South Australia
A lone tree remains on a hill in the drought-effected farming areas of the McLaren Vale region in South Australia, 80km southeast of Adelaide in this December 8, 2006 file photo. Reuters/David Gray

South Australia experienced an earthquake measuring 3.7 on Thursday morning. Automated data gathered from Geoscience Australia reveals the quake struck at a depth of eight kilometres near Murray Bridge around 12:07 a.m.

According to Geoscience Australia seismologist Hugh Glanville, the tremors were felt 46 kilometres away from the epicentre. Residents in Murray Bridge, Adelaide and neighbouring Gawler reported felt the quake.

Speaking with ABC 891 (via The Advertiser), Glanville described the quake as “quite shallow,” adding that it was “not of a damaging size but of a decent size.” He said, “It would have woken everybody up. With this size earthquake you wouldn’t generally expect damage to buildings, that doesn’t generally happen until 4.5 or bigger.”

Angela Moro in Banksia Park said she “felt like a roller coaster went through the house.” Yvonne Marshall said she “thought it was an explosion.”

“Had it here in Nairne frightened the you know what out of me,” Maureen Watkins said. Emily Pollock said she felt the earthquake in Andrews Farm.

“Shook me from left to right about five times,” she said. “Woke my 2 yr old up as well!” Rhonda Charman added, “My daughter was texting me when the earthquake hit Salisbury East at 12:15 a.m. She thought someone was on the roof.”

As reported by AAP (via Yahoo 7), Glanville said Thursday’s earthquake was recorded as the second biggest to have rocked the area in the last decade. Nevertheless, it is unlikely it inflicted any significant damage. The previous strongest, which struck in 2010, measured 3.8.

An earthquake like this could be followed with aftershocks within a few days or weeks, Glanville said. He further highlighted it is occasionally a precursor to a more impactful event. “It's quite rare and unusual but it does happen in Australia and around the world from time to time, so we never rule that out," he told AAP.

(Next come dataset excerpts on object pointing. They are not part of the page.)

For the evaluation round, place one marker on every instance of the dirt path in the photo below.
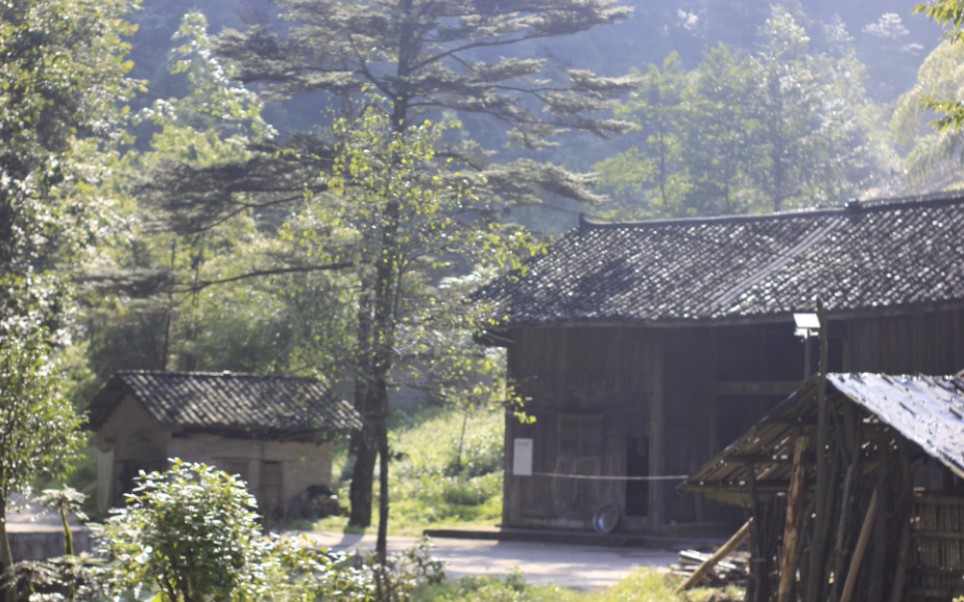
(575, 566)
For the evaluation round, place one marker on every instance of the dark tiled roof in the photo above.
(926, 410)
(230, 403)
(866, 256)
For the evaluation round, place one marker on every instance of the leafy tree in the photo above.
(40, 429)
(62, 78)
(932, 160)
(784, 126)
(723, 125)
(404, 217)
(425, 57)
(950, 14)
(657, 168)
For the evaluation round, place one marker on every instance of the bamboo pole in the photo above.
(731, 544)
(860, 550)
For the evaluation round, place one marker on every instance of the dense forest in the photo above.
(315, 187)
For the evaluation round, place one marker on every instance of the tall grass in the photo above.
(643, 585)
(446, 469)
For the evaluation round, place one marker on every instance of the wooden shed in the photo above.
(275, 432)
(643, 348)
(885, 521)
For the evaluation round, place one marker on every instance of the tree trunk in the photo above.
(362, 480)
(6, 558)
(381, 545)
(363, 443)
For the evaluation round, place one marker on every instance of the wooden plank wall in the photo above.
(929, 343)
(590, 372)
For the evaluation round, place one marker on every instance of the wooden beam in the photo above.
(796, 498)
(731, 544)
(860, 550)
(764, 487)
(757, 387)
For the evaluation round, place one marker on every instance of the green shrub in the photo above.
(189, 534)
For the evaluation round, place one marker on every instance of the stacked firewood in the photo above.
(731, 570)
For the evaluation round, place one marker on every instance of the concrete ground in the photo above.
(569, 565)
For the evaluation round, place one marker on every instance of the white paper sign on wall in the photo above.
(522, 458)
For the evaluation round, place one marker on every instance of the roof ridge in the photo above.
(852, 205)
(223, 373)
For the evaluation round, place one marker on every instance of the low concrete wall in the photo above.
(44, 542)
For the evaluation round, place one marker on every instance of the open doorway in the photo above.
(637, 465)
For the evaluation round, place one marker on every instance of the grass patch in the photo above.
(447, 471)
(644, 585)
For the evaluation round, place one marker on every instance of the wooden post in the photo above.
(731, 544)
(860, 550)
(656, 424)
(817, 577)
(897, 588)
(796, 498)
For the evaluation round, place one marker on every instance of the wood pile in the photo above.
(731, 570)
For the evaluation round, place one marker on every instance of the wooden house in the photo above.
(274, 432)
(643, 348)
(885, 521)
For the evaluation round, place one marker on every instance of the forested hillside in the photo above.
(316, 187)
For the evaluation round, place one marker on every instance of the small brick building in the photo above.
(274, 432)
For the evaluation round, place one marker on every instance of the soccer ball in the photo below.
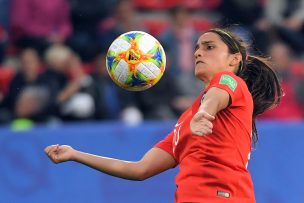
(136, 61)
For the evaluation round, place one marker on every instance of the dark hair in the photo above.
(256, 71)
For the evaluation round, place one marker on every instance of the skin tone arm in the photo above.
(215, 100)
(153, 162)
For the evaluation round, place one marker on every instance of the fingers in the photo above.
(52, 152)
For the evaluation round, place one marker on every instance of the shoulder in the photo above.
(228, 79)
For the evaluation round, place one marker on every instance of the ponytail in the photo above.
(256, 71)
(263, 85)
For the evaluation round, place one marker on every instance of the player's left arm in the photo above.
(215, 100)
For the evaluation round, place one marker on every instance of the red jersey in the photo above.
(213, 168)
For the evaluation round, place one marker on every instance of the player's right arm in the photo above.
(152, 163)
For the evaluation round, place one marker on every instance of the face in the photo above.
(212, 56)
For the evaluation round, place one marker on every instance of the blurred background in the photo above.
(54, 88)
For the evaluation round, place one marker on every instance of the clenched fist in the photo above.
(60, 153)
(201, 123)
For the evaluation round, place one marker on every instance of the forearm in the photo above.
(118, 168)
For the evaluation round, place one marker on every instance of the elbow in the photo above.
(142, 175)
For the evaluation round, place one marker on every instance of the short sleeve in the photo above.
(229, 82)
(166, 144)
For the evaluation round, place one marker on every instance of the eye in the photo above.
(209, 47)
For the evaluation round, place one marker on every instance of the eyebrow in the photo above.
(202, 43)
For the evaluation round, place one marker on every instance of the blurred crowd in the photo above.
(52, 55)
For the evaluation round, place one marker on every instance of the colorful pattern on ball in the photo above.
(136, 61)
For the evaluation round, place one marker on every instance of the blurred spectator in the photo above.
(37, 24)
(54, 78)
(287, 17)
(26, 76)
(112, 100)
(4, 24)
(85, 17)
(82, 104)
(31, 104)
(179, 41)
(160, 101)
(290, 107)
(243, 18)
(124, 19)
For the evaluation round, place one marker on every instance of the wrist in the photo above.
(74, 155)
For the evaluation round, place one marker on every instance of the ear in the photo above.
(235, 59)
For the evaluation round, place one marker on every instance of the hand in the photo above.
(60, 153)
(201, 123)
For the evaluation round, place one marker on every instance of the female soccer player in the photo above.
(212, 140)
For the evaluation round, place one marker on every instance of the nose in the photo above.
(197, 53)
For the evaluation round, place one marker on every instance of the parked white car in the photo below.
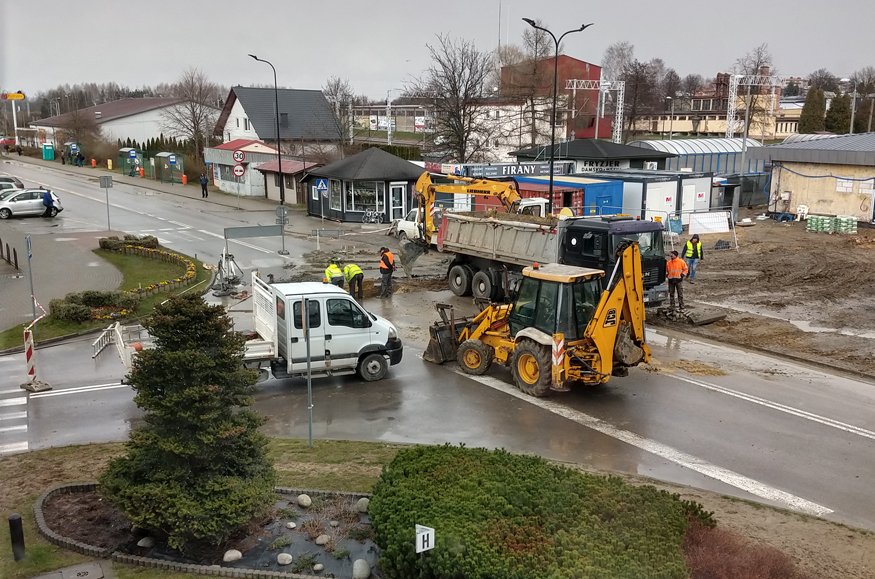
(24, 202)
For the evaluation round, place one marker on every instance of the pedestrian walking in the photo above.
(333, 273)
(204, 182)
(387, 268)
(675, 271)
(354, 277)
(693, 255)
(48, 203)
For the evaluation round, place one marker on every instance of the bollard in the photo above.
(16, 533)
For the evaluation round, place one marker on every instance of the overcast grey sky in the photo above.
(377, 44)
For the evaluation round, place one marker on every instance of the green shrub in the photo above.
(501, 515)
(70, 312)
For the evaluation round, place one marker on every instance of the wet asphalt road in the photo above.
(768, 431)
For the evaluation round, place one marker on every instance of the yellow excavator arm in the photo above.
(426, 190)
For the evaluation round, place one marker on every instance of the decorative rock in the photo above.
(361, 569)
(362, 505)
(284, 559)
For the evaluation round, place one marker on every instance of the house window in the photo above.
(364, 195)
(335, 198)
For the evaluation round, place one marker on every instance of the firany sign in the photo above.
(515, 169)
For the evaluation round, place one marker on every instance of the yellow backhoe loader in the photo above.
(561, 328)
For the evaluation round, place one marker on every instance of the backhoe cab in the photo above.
(562, 327)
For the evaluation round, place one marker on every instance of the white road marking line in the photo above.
(14, 416)
(79, 390)
(20, 401)
(781, 407)
(14, 447)
(664, 451)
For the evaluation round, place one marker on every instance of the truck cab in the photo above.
(344, 338)
(593, 242)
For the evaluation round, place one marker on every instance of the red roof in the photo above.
(240, 143)
(289, 167)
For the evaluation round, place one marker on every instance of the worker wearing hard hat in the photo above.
(354, 277)
(333, 273)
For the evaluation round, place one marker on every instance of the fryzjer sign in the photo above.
(514, 169)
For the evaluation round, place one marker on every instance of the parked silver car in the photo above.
(21, 203)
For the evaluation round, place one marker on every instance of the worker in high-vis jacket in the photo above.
(354, 277)
(675, 271)
(333, 273)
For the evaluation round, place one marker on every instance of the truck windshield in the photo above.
(649, 242)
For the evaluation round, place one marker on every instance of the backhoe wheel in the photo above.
(460, 280)
(531, 368)
(483, 286)
(475, 357)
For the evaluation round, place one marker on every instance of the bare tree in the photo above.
(824, 80)
(455, 81)
(194, 117)
(756, 62)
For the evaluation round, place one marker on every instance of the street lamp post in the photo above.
(279, 157)
(556, 41)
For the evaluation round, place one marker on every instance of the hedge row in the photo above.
(501, 515)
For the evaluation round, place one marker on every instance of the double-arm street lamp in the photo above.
(556, 41)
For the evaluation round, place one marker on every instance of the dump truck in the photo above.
(563, 327)
(492, 249)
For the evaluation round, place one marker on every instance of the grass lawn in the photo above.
(136, 271)
(336, 465)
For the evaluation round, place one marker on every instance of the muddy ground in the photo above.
(807, 296)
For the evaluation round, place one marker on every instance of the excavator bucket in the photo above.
(409, 252)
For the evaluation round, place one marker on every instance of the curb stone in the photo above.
(126, 559)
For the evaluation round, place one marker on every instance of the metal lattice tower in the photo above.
(602, 86)
(733, 124)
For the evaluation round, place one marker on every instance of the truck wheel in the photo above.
(483, 285)
(373, 367)
(531, 368)
(475, 357)
(460, 280)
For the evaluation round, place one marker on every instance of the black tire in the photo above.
(483, 285)
(460, 280)
(475, 357)
(373, 367)
(531, 368)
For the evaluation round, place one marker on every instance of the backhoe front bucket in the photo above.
(409, 251)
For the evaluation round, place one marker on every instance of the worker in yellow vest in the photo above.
(354, 277)
(333, 273)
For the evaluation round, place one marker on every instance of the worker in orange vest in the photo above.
(387, 268)
(675, 271)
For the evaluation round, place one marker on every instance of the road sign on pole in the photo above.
(424, 539)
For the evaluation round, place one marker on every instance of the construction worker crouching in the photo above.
(675, 271)
(354, 277)
(333, 273)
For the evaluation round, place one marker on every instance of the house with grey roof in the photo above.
(139, 119)
(830, 175)
(307, 125)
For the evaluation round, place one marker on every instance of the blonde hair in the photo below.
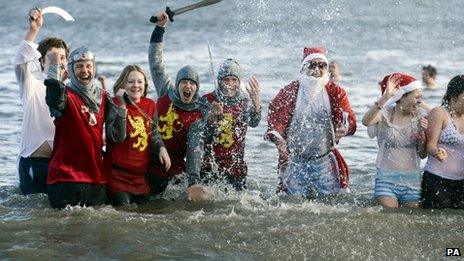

According to Geoscience Australia, the past decade has seen as many as 28 seismic events. These were caused largely by weakness in the continental crust. Australia was annually moving north by about seven centimetres. In January, as many as nine earthquakes struck South Australia. One of these measured 3.2 near Moonta while two events of magnitude 2 struck near Orroroo and Booleroo Centre. Some of the other areas to have been affected were Hawker, Clare and Quorn.

Adelaide experienced its strongest earthquake, measuring 5.5, in 1954. While significant damage was caused in the seismic event, there was no loss of life.